Gaflet içinde Allah’ın rızasından yüz çevirerek, zenginlik, makam ya da şöhretin mutluluk ve huzur getireceğini düşünenler, bu tür sohbetlerin yapıldığı, aslında son derece sıkıntı verici olan ortamlardan da büyük bir nefsani zevk alırlar. Kendini övme, başkalarını eleştirme gibi konular üzerinde konuşur, boş ve faydasız konuşmaların yer aldığı televizyon programlarını saatlerce izlerler. Hiçbir sonuca varılamayan, hiçbir fayda sağlamayan bu sohbetleri büyük bir zevkle dinlerken, Kuran’ı dinlemekten hoşlanmaz hatta dinlemeye katlanamazlar. Gaflet içindeki bu insanların durumu bir ayette şöyle haber verilmektedir:
Ki onlar, Beni zikretme (konusun)da gözleri bir perde içindeydi. (Kuran’ı) dinlemeye katlanamazlardı. (Kehf Suresi, 101)
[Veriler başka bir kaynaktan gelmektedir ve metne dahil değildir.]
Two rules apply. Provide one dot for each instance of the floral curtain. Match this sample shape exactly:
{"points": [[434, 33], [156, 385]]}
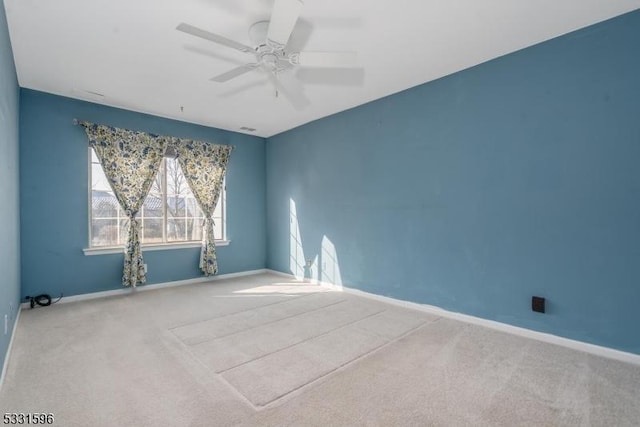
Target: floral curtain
{"points": [[130, 161], [204, 165]]}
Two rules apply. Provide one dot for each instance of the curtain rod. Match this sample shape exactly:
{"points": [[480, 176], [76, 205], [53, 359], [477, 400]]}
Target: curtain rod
{"points": [[77, 122]]}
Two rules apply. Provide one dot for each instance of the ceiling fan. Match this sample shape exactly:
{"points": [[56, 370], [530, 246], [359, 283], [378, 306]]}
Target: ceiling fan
{"points": [[270, 39]]}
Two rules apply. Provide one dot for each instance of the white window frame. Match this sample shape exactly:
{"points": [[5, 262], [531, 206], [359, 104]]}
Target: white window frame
{"points": [[100, 250]]}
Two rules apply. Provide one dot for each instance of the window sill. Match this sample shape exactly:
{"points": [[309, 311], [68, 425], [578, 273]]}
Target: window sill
{"points": [[153, 247]]}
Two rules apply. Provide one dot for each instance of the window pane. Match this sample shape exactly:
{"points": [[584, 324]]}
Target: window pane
{"points": [[104, 205], [194, 229], [184, 218], [152, 230], [104, 232], [183, 221]]}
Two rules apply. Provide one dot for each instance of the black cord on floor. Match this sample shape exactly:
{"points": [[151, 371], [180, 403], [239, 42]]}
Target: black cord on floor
{"points": [[42, 300]]}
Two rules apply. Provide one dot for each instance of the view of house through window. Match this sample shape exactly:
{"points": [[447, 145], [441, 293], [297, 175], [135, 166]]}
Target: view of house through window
{"points": [[170, 213]]}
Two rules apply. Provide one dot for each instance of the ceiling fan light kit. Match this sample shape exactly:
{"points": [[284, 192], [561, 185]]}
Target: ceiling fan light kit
{"points": [[270, 39]]}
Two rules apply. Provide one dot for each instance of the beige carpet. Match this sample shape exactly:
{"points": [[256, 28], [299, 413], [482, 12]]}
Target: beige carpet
{"points": [[262, 350]]}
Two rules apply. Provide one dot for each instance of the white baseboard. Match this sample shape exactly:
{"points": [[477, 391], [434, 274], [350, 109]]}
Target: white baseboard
{"points": [[504, 327], [8, 353], [151, 286]]}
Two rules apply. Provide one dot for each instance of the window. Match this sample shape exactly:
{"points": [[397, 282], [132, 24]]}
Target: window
{"points": [[169, 215]]}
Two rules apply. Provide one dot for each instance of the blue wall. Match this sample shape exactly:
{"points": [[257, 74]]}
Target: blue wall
{"points": [[514, 178], [54, 206], [9, 175]]}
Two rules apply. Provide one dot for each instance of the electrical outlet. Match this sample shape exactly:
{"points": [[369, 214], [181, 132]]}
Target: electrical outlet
{"points": [[537, 304]]}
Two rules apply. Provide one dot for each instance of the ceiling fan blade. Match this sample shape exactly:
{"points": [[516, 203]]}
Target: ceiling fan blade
{"points": [[238, 71], [283, 18], [327, 59], [195, 31], [294, 93]]}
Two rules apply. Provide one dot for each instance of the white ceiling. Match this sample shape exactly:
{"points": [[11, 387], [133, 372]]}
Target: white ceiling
{"points": [[129, 50]]}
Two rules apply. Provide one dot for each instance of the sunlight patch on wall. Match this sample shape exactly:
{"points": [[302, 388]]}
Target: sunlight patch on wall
{"points": [[330, 267], [297, 262]]}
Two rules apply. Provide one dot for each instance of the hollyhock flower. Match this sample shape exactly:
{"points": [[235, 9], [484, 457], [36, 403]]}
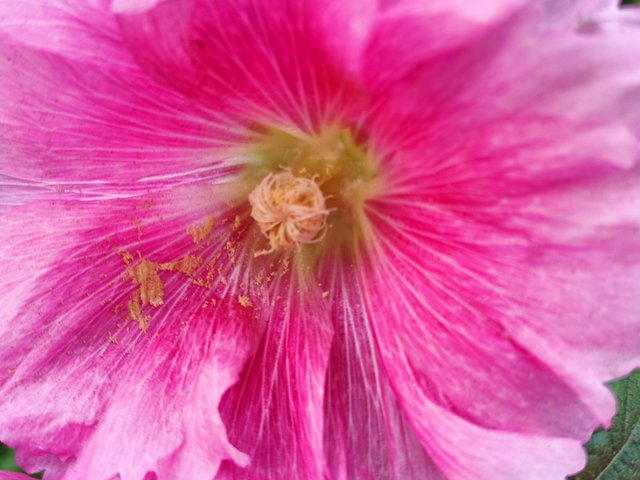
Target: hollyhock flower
{"points": [[265, 239]]}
Oysa müminin kalbi dünya nimetlerine sahip olmaktan ya da bu konudaki boş sohbetlerden dolayı değil, ancak Allah’ı zikretmekten, Kuran okumaktan ve bulunduğu ortamda Allah’ın anılmasından huzur bulur. Çünkü Allah’ın, “Bunlar, iman edenler ve kalpleri Allah’ın zikriyle mutmain olanlardır. Haberiniz olsun; kalpler yalnızca Allah’ın zikriyle mutmain olur.” (Rad Suresi, 28) ayetinde bildirdiği gibi, kalpler sadece Allah anıldığında rahatlayarak huzur bulur.
“Dünyaya Geliş Amacını Unutan İnsan İçin Acı Dolu Bir Hayat Vardır”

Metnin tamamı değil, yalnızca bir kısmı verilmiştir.